Итак, всё интересно было Маркову, но чтобы не растратиться на дилетантский благолепет, он старался ограничить себя областью исторической географии, в которой черпал сюжеты и как поэт, и как прозаик, и как исследователь. В его искательстве всё со всем рифмовалось, взаимообогощалось и взиморезонировало.
Мысленно начав свою заметку на берегу Северной Двины, закончу тем, что в реальности пишу эту её часть на берегу реки Вологды. В трёх километрах выше по течению, стоит древний монастырь (и тоже ведь напрямую связан он с сюжетом новгородской и ростовской колонизации Русского Севера!), а в нём могила поэта Константина Батюшкова. Совсем юный Сергей Марков бывал с бабушкой у этой могилы (перед Первой мировой войной они жили в Вологодской губернии). В моём восприятии они чем-то похожи: мечтавший об Италии, безумный учитель Пушкина, пусть не оставивший научных трактатов, но зато участливый деятель знаменитой преддекабристской “Учёной республики”, и тот, что возвращал имена забытых искателей, сам плодовитый искатель (и щедрый даритель) драгоценных фактов, сюжетов и образов, поэт-историкогеограф.

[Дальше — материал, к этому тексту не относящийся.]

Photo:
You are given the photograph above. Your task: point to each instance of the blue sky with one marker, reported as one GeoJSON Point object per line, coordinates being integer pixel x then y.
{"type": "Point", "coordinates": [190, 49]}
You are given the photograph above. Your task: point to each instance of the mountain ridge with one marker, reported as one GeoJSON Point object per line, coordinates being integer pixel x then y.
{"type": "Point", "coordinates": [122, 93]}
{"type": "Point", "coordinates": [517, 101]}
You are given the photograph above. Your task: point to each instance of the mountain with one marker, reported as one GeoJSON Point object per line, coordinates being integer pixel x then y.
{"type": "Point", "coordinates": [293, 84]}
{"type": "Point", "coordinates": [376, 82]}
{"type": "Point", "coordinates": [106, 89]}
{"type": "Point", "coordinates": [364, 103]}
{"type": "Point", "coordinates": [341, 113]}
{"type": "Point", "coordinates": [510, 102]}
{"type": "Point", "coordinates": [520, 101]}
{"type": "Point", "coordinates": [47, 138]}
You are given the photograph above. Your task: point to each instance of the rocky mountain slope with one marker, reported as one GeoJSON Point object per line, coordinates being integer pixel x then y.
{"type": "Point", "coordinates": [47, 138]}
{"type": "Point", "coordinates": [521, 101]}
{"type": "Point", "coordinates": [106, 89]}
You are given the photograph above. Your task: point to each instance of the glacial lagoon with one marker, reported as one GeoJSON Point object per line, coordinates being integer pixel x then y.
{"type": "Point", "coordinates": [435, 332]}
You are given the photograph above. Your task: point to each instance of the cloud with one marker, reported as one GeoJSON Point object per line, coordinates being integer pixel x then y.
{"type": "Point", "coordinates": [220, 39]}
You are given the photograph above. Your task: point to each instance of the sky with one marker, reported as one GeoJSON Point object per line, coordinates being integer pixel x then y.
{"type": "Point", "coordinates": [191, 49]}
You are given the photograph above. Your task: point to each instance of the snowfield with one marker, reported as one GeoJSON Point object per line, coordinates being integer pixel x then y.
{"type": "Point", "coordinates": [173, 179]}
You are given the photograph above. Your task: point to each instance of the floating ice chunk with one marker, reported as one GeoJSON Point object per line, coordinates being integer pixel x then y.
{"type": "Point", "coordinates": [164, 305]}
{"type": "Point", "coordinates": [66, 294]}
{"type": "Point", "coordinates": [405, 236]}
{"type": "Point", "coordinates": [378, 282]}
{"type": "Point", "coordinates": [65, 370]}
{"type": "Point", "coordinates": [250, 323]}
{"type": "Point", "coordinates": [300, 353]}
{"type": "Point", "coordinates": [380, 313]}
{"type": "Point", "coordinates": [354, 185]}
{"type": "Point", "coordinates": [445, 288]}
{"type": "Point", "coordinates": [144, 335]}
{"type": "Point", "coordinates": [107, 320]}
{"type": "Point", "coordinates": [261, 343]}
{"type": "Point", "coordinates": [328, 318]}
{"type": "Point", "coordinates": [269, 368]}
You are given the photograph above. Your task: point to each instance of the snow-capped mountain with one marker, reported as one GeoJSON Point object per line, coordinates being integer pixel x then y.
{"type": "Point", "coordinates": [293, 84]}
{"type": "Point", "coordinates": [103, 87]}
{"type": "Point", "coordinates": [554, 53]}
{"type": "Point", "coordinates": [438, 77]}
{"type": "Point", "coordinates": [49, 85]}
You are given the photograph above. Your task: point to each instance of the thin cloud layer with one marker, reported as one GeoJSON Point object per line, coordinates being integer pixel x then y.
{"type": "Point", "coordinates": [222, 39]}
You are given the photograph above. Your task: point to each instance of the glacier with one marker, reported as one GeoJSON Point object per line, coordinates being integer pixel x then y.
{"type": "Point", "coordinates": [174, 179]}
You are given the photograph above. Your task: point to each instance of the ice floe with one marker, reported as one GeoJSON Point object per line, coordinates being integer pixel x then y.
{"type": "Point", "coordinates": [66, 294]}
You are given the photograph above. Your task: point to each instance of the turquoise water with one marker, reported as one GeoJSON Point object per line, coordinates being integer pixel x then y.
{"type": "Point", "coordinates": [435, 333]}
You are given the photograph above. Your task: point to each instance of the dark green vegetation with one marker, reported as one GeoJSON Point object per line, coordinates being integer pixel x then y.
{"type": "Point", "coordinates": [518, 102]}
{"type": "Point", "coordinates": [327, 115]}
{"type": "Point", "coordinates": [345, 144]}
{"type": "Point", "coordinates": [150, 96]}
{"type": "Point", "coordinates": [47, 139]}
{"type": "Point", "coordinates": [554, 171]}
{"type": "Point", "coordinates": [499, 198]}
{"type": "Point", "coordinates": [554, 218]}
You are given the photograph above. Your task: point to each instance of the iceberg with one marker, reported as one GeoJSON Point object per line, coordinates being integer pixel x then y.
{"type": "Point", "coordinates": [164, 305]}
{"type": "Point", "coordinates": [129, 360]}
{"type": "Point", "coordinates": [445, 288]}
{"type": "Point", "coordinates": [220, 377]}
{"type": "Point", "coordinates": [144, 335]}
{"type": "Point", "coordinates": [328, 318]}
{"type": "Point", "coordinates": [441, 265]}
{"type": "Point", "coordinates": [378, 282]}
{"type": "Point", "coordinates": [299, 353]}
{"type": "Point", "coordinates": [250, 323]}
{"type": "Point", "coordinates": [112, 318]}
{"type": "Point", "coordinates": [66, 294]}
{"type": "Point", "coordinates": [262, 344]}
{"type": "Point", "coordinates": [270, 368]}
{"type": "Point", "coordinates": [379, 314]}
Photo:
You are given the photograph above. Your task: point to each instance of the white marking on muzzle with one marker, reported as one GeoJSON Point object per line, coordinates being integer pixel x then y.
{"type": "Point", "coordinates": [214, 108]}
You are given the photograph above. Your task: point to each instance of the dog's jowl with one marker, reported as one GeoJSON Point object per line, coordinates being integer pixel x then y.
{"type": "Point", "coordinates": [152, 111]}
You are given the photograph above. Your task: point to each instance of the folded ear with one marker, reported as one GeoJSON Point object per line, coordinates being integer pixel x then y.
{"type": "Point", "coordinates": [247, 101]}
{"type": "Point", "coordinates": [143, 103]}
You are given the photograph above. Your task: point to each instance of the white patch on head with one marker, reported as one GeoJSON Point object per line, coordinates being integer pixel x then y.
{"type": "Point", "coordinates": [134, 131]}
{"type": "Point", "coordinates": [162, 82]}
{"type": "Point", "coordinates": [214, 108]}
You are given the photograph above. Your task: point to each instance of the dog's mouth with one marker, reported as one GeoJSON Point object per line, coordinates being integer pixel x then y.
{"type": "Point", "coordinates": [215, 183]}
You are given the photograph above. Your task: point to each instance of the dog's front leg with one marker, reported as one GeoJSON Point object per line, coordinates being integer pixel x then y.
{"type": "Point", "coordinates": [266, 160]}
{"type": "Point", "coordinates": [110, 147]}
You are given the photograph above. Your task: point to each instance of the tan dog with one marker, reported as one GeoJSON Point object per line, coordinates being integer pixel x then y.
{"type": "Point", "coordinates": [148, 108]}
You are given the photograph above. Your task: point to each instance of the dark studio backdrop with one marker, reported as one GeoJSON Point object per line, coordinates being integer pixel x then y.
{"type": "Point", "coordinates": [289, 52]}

Марков чувствовал, что едва ли не каждый из персонажей “Летописи” – это и он сам, и нет большой разницы между открывателем неизвестных островов и архивным исследователем, нашедшим неизвестные важные следы прошлого, ведь как писал Натан Эйдельман, разыскивая старинные документы, историки осваивают малоизученные или совсем неведомые “страны” в ландшафте прошлого.